И они оба рассмеялись.
– Тут есть одно осложнение! – сказал Шешковский. – Иоганн ворвался без доклада, со словами: «по повелению герцога», а у меня в это время сидел Жемчугов.
– Ну, так что ж?
– Иоганн через своих людей давно приглядывается к нему и ко всей его компании и даже поручил двум своим наблюдать за ним.
– Уж не Пуришу ли с Финишевичем?
– Так точно, ваше превосходительство, им!
– Я думал, что они там умнее! Ну, что ж, ведите сюда немца, а Жемчугову скажите, чтобы он подождал у вас, пока я позову его.
Шешковский отворил дверь из кабинета Ушакова в свою комнату и позвал Иоганна, сказав ему, что «генерал его просит».
Иоганн в своих больших синих очках вошел, важно закинув голову, и поклонился Ушакову. Тот в свою очередь ответил ему учтивым поклоном и проговорил по-немецки:
– Честь имею кланяться моему новому сослуживцу.
Иоганн не нашелся сразу, что ответить, и ухмыльнулся только, пробурчав:
– Очень рад!
Ушаков отлично знал этого Иоганна и его недоверие ко всем русским вообще и даже к большинству немцев, когда дело касалось интересов герцога, которому он служил. Кроме того, ему было известно, что Иоганн – ему неприятель, и потому он следил за ним.

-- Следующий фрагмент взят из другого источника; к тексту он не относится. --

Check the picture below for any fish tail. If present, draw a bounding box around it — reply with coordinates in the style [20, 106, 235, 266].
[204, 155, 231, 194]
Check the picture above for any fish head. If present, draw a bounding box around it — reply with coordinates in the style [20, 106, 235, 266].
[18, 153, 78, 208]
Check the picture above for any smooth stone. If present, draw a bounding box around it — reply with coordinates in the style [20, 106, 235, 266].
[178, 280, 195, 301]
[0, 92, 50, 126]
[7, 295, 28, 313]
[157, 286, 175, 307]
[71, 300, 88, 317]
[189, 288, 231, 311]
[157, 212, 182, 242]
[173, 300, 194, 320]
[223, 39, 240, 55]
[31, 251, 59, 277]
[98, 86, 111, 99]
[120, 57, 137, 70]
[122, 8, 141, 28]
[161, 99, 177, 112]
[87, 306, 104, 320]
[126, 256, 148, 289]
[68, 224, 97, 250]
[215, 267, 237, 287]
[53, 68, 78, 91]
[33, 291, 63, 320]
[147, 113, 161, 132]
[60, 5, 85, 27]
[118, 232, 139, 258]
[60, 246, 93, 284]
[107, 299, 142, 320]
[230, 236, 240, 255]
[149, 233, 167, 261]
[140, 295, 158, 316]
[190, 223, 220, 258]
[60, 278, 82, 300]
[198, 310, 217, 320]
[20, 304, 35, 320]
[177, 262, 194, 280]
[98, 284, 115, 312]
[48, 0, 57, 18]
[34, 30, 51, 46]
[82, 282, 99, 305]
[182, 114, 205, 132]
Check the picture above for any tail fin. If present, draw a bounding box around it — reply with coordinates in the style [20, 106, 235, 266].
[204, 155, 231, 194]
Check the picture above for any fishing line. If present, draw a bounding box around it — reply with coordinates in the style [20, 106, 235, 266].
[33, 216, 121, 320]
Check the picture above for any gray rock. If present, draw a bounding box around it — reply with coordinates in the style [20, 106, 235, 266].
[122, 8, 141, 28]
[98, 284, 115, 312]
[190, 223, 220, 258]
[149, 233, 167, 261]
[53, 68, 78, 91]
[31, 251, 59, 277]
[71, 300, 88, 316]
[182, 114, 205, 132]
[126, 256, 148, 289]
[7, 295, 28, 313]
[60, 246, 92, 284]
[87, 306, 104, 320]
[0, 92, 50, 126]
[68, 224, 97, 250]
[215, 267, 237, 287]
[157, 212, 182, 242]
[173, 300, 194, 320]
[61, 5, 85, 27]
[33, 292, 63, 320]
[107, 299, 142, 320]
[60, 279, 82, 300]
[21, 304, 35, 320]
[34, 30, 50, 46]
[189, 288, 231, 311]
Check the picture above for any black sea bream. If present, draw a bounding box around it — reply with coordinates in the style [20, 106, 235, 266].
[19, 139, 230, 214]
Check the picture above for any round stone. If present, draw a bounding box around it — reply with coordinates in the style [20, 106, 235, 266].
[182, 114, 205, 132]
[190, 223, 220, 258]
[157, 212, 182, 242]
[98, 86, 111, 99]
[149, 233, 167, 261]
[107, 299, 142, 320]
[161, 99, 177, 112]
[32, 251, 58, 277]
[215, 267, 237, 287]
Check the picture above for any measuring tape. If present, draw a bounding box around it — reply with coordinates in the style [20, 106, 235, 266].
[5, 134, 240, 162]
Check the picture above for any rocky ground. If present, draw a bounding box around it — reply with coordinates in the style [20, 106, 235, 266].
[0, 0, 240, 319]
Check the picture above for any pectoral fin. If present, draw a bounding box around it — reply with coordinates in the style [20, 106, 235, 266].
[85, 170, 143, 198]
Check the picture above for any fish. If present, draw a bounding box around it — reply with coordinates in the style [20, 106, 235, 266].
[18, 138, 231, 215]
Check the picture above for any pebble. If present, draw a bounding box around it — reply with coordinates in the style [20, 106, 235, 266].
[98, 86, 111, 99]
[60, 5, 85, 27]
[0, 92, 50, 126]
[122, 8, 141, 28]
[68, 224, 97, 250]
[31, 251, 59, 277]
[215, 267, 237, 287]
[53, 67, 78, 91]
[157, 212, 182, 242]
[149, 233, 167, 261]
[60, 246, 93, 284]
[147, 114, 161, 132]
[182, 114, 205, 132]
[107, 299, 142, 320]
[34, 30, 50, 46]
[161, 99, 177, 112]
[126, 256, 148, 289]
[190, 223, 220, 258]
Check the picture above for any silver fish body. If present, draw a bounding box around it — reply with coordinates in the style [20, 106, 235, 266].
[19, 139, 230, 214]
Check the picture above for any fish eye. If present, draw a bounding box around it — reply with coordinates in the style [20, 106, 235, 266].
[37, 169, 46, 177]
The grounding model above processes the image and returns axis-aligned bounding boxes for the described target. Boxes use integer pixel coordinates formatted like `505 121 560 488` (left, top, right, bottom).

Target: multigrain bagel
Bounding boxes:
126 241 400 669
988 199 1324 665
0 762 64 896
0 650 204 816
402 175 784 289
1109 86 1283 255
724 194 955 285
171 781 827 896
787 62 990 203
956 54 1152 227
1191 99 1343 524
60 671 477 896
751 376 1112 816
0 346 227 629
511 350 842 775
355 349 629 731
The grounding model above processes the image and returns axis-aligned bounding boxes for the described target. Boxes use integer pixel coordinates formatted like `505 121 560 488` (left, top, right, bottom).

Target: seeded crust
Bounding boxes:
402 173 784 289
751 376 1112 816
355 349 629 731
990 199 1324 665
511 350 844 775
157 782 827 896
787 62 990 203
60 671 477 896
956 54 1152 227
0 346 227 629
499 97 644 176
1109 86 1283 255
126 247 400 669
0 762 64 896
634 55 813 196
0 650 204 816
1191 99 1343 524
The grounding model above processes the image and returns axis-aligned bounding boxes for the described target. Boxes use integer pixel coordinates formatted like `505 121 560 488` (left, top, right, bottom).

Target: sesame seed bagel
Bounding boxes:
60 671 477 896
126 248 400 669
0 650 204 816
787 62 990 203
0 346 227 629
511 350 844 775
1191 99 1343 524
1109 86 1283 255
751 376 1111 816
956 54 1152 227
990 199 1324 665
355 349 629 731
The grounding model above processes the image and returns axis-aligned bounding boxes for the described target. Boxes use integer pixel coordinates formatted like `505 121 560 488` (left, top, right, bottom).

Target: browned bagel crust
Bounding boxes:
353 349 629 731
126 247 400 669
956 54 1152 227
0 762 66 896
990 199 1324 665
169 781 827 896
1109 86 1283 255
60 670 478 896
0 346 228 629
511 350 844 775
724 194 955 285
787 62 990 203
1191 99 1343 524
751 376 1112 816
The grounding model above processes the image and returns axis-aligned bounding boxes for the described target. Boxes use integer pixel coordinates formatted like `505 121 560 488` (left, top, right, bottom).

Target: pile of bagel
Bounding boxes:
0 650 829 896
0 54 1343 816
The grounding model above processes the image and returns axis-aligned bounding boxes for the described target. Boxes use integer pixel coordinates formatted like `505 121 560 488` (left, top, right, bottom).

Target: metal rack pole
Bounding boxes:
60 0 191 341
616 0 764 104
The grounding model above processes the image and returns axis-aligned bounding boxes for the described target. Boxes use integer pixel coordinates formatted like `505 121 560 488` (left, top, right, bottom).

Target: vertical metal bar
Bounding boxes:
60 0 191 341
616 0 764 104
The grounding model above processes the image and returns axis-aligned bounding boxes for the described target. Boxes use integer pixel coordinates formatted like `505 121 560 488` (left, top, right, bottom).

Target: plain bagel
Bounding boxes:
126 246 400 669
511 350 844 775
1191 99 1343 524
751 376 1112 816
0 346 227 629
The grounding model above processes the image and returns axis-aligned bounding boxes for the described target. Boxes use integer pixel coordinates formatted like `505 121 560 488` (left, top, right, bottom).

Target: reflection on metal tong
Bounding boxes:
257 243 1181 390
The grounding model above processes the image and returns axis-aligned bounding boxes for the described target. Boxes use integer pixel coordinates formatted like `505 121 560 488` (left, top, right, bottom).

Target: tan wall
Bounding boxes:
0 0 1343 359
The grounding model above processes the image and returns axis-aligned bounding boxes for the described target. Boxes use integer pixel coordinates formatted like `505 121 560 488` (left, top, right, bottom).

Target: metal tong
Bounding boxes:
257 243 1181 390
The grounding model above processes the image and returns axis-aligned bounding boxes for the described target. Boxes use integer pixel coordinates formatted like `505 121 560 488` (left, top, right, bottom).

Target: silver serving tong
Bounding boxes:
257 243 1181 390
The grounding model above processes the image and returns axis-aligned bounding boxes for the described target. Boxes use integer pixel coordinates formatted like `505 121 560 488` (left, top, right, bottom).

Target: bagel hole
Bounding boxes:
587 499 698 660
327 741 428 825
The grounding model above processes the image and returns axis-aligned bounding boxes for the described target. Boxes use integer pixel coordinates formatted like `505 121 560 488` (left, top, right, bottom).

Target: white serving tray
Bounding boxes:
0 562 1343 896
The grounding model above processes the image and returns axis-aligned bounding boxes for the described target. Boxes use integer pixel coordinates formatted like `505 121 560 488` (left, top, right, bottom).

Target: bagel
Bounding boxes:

– Какая счастливая мысль, – сказал он немцу, – пришла вам в голову присутствовать при розыске по делу об этом пожаре! Вероятно, это дело особенно интересует его светлость?
– Его светлость интересуется тем, что слишком много пожаров! – сказал Иоганн.
– А этой молодой девицей, которая была в якобы заколоченном доме?..
– Но это, кажется, начинается мне допрос? – проговорил немец, не желая сдавать позицию.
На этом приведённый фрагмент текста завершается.